If you’re imagining a variation of a regular pizza, you’re on the wrong track.
It’s not the kind of thing you can eat much of — probably a good thing considering the amount of cholesterol in a single bite — but it sure is tasty. If you’re imagining a variation of a regular pizza, you’re on the wrong track. Matambre a la pizza is all about that base (no treble), and the toppings need to be kept simple to allow the succulent salty, goodness of the meat to shine through.
A good matambre a la pizza requires time and attention. Mario needed a 1,000-word email and an hour-long Skype call to explain the process, but here is the short version: “Buy yourself a matambre that weighs less than 2 kilograms,” he says, and leave it to soak in a mixture of water, lemon juice and herbs for several hours. Cook it, fat side down, over a sparse smattering of coals before flipping it over. Remove from the grill and add toppings of your choice (Mario prefers Roquefort over mozzarella) to the fatty side. Finally, place a large lid or pizza tray over the entire thing and pop a few coals on top. Within five minutes the cheese should be melted, and the pizza is ready to serve.
Asados are usually big, jovial affairs, and matambre, being an expensive cut, is often served just after the main course when guests’ appetites have sagged somewhat. It’s nearly always washed down with wine — preferably a big, bold Mendoza Malbec — and served with white bread rolls and a simple salad of lettuce, tomatoes and olive oil. “Sometimes, when it’s just my wife and I,” confides Mario, “we eat a whole matambre by ourselves.”
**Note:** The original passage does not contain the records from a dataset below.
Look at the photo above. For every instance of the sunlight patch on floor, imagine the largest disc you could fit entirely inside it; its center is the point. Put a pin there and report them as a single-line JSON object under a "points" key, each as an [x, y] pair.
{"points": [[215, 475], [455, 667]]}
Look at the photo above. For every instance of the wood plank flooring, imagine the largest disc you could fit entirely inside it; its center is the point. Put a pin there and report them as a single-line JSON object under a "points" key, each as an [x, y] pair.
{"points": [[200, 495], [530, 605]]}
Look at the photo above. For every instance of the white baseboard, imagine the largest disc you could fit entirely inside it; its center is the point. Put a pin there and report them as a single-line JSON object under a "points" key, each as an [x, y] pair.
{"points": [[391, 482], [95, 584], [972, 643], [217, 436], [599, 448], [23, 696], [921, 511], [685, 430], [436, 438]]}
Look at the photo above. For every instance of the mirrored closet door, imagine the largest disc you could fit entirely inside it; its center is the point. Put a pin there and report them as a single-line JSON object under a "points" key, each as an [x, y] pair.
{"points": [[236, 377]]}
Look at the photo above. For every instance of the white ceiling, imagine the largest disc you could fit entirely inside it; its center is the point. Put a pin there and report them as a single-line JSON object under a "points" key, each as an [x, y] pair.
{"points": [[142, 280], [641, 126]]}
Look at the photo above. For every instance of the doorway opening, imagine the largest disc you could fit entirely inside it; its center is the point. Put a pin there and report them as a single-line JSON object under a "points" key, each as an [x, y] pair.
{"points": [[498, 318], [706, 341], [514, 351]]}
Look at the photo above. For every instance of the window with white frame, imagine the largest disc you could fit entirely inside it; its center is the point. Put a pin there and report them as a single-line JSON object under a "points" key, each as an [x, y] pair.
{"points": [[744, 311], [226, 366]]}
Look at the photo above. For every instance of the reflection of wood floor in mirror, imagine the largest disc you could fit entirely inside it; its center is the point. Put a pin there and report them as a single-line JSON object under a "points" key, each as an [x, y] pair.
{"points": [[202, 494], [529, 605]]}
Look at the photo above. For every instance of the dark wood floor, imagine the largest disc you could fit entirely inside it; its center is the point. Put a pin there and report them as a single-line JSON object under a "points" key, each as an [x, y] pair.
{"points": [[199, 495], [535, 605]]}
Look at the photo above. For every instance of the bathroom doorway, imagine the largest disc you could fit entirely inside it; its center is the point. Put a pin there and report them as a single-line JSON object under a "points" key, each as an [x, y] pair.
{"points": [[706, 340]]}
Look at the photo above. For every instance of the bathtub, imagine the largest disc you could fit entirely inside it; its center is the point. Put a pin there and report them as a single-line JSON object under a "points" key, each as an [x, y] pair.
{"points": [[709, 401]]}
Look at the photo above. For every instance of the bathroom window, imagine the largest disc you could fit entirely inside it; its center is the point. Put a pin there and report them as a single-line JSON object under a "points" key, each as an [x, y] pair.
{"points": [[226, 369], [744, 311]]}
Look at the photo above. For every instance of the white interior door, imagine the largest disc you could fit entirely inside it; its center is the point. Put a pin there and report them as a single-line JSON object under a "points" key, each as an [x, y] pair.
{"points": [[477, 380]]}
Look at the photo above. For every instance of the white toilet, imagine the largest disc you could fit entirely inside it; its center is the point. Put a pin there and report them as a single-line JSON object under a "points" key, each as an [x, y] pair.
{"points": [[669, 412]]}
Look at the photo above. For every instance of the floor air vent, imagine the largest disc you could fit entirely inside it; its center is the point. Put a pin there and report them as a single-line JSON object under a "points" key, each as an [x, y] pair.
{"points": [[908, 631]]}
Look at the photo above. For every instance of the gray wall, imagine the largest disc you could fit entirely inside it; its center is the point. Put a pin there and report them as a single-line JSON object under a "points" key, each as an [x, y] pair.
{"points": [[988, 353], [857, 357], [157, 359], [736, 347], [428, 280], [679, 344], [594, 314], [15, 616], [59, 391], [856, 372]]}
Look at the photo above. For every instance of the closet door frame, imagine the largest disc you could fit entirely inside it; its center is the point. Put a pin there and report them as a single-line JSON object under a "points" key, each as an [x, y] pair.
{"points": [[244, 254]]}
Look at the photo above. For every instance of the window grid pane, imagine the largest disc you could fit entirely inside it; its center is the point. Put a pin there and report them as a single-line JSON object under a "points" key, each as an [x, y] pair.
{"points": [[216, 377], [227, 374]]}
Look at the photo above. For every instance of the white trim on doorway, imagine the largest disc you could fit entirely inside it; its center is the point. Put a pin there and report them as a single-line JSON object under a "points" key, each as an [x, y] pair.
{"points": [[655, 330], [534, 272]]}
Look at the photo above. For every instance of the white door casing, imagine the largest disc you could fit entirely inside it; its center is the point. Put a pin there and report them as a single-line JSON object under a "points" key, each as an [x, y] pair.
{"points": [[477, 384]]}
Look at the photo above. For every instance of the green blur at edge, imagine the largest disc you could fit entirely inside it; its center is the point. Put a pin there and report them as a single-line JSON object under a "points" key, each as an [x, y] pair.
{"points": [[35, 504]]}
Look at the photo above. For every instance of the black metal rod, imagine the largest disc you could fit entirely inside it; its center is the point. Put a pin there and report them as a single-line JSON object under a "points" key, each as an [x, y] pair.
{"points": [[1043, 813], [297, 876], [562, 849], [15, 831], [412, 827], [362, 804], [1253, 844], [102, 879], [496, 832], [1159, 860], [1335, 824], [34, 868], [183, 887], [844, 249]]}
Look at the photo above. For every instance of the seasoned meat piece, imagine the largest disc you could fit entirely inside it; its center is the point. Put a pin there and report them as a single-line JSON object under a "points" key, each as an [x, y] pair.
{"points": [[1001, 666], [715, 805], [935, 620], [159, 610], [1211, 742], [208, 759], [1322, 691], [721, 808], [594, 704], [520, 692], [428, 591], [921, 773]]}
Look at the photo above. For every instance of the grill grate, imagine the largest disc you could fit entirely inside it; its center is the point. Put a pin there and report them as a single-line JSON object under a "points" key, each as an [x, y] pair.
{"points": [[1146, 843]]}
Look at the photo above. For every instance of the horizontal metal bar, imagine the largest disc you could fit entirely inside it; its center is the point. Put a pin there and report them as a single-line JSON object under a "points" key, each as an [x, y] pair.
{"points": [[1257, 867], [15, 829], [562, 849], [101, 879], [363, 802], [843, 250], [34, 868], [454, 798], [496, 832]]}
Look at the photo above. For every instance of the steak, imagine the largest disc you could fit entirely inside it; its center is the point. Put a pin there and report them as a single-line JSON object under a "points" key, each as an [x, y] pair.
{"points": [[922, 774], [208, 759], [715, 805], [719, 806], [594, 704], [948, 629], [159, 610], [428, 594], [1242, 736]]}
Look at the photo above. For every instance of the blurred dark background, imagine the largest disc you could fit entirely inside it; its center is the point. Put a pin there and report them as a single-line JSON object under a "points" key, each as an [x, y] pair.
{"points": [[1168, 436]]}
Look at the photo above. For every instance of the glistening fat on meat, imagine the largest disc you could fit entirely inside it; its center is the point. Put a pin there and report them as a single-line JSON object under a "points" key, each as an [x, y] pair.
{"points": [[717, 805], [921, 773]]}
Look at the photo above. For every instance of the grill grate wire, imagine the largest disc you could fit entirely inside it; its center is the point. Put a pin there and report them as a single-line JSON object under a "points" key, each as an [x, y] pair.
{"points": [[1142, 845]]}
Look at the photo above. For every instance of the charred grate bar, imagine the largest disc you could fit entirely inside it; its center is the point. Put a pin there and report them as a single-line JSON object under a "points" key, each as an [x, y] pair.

Matambre, which is popular in Uruguay, Chile and even Mexico, can also be served on its own (delicious), baked in a mixture of milk and eggs (a bit weird) or relleno (tightly rolled around a filling of vegetables, hard-boiled eggs and herbs, also delicious). But it’s the memory of matambre a la pizza that I can’t shake. While matambre has been a gaucho favorite since the 1700s, the addition of pizza toppings seems to have come at the turn of the last century when a wave of Italian immigrants flooded the country and, missing the flavors of la patria, made it their own.
If you don’t have your own Mario to cook for you, fret not. He says the dish is served in “any restaurant that has a fire burning all the time.” In other words, you should be able to find it at any parrilla — traditional steakhouses found throughout the country that range from cheap and cheerful to starched-napkin fancy. I asked him for specific recommendations but he said he’s never ordered it out. Of course he hasn’t.